I blinked at her. “It’s not stupid. It’s important.”

“Yeah,” Dauntra said. “Whatever. God, Sam. Don’t you ever resent it, being used that way?”

“Used? How’m I being used?” I asked.

“Well, the president’s using you,” Dauntra said, “to spoon-feed his fascist new program to America’s youth.”

“Return to Family isn’t fascist,” I said. I didn’t mention that, even if I didn’t approve of it, I couldn’t exactly quit being teen ambassador. Not without making things exceedingly awkward with my boyfriend’s parents. “It’s a program that encourages families to spend more time together. You know, to take a night off from soccer practice and TV and just sit around and talk.”

“Yeah,” Dauntra said darkly. “On the surface, that’s all it is.”

“What are you talking about?” I waved the papers I was holding. “I’ve got it all right here. That’s what it is. The president’s Return to Family initiative, to—”

“—encourage people to take a night off from mindless sitcoms and talk to one another,” Dauntra finished for me. “I know. But that’s just the part of the Return to Family plan they’re telling you about. What about the rest of it? The parts they don’t want you to know about…yet?”

“You,” I said, “are paranoid. You’ve seen that Mel Gibson movie too many times.”

Conspiracy Theory is one of our favorite movies to watch in the store. Stan hates it, because whenever Mel and Julia Roberts kiss, or are about to, Dauntra and I find ourselves incapable of doing anything but stare at the screen.

“Well, didn’t he turn out to be right?” Dauntra asked. “Mel, I mean? There was a conspiracy.” She glanced over at the two-way mirror that separated us from the back office. The two-way mirror is supposedly there so Stan or whoever is back there can catch shoplifters. But Dauntra is convinced it’s really so the owners or whoever can spy on the employees. “It’s never good,” Dauntra added, “when the government starts putting its nose in our personal business, like how much time we spend together as families. Trust me on this one.”

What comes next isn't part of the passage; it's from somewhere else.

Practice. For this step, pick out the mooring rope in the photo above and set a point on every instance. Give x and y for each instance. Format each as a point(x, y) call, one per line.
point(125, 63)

I turned back to my paperwork with a sigh. I love Dauntra, and all, but sometimes I’m not so sure she’s all there, if you know what I mean. Who has time to worry about the government and what it’s up to when there are so many real problems out there? Like my boyfriend, for instance, apparently thinking we are going to have sex over Thanksgiving weekend.

I thought once more about asking Dauntra, you know, about David and me, and what she thought about the possible Turkey Day divestment of my virginity.

The thing is, I knew she’d be all for my losing it. I also knew that, if I told her, it would help dispel my good-girl image at the store, an image I couldn’t quite seem to shake, even with my newly dyed hair.

But telling my sister was one thing. Telling my fellow Potomac Video employees was something else entirely. I mean, in spite of my affection for Conspiracy Theory, I don’t actually believe in conspiracies…like that Dauntra is really a spy for Us Weekly or whatever, and the minute I let some intimate detail of my relationship with the first son slip, she’s going to report it.

But still. Maybe Dauntra was right about one thing: It’s better not to let the government—or your fellow employees at Potomac Video—put their noses in your business. Some things really are better left private.

At least, that’s what I thought then. Funny how quickly your opinion on that kind of thing can change.